One of the most important synthetic reactions introduced in textbooks of organic chemistry is the addition of alcohols to alkenes. Alkenes are compounds which contain an extra set of electrons in the form of a carbon-carbon double bond. Alcohols contain oxygen atoms, which are electron rich. Normally, a bond is formed when a atom that is rich in electron density “attacks” an atom which is deficient in electron density. It’s the old “opposites attract” idea. An excess of electrons gives one atom a partial negative charge, which attacks the atom with a deficiency of electrons (partial positive charge). In the case of alkenes and alcohols, both atoms are electron rich and so the reaction between the two doesn’t take place to any appreciable extent unless a catalyst is used.
Catalysts are neither reactants nor products, but rather they’re additional molecules present in the flask that are not consumed during the reaction. Their presence helps the reaction proceed faster. An analogy you can draw is washing a load of laundry. It is possible to wash everything by hand in a bathtub, but things will go faster if you use a washing machine. The machine isn’t consumed by this action, and the end product (clean clothes) is the same. Catalysts fill a similar function. In the case of this alkene-alcohol reaction, early organic chemists determined that a toxic mercury chloride salt would allow this reaction to proceed at a much faster rate. Unfortunately, mercury is an environmental pollutant and mercury poisoning is a very real danger for chemists handling the material. This means that the mercury-catalyzed reaction is a great teaching tool as it introduces some theoretical concepts for students to learn, but in our current legal and regulatory environment it’s not a very important industrial reaction. No chemical plant is going to use tons of mercury chloride catalyst for a reaction when they know they’re going to have to pay for its disposal. It’s simply not economically feasible.

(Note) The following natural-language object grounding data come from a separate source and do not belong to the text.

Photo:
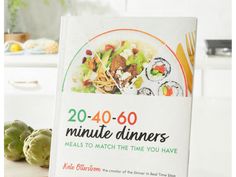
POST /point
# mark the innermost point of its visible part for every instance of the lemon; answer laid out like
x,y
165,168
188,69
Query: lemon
x,y
15,48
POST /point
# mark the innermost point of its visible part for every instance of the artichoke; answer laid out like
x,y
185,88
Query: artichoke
x,y
37,147
14,135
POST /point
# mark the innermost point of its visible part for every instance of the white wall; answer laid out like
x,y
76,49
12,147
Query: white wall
x,y
214,15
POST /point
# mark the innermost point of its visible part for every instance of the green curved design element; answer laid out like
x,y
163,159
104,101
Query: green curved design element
x,y
64,80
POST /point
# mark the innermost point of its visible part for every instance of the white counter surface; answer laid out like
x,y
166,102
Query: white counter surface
x,y
24,60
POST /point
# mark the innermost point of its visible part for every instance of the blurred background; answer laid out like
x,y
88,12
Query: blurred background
x,y
30,74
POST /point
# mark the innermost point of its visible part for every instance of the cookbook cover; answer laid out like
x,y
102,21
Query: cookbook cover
x,y
124,97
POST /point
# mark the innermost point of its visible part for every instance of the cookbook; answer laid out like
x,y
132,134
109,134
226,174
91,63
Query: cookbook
x,y
124,97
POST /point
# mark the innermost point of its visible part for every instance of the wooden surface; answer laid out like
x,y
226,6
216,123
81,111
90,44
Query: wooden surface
x,y
23,169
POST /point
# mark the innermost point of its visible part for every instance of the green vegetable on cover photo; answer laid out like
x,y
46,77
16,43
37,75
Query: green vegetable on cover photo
x,y
37,147
14,135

That’s why I was excited to read an article in the journal Chemical Communications that outlined other, non-polluting, catalysts for this reaction. A group of chemists from Germany tried a wide variety of metal salts and they discovered that gold chloride could catalyze the reaction with high efficiency. A trace amount of the gold salt is added to the reaction flask and the entire setup is heated to 120 degrees Celsius for several hours. The product (an ether) is obtained in high yield. Unfortunately, early attempts with gold chloride indicated that the catalytic activity was dying out after just a few hours. The German scientists discovered that the gold chloride was being transformed into gold metal particles during the course of the reaction. Gold chloride catalyzes the reaction, but gold metal does not. To help keep the gold in its proper form, the researchers modified their procedure and added a small amount of copper chloride along with the gold salt. The copper chloride acts as an oxidizing agent, which means that the gold ions never get transformed into gold metal and they stay in the form necessary to catalyze the reaction.

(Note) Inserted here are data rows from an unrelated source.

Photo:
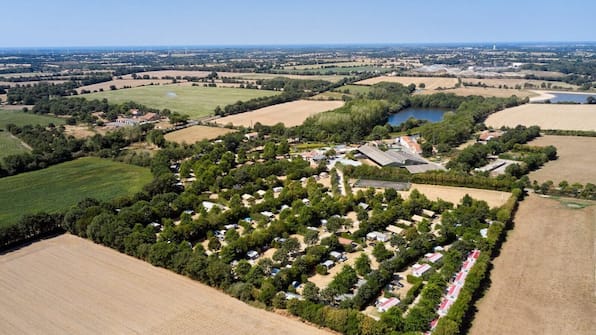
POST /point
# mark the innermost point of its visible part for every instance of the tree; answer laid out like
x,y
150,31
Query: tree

Organic chemistry hasn’t always gotten things right the first time around. However, anyone who works in the field is aware of the pressing need to keep things “green”, and to avoid producing hazardous waste. Even chemists who simply don’t care about the environment are kept in line by the economic penalties associated with “dirty” chemical processes. I’m confident that as the years go on, the continual process of reaction refinement will gradually phase out some of the largest offenders amongst our known reactions.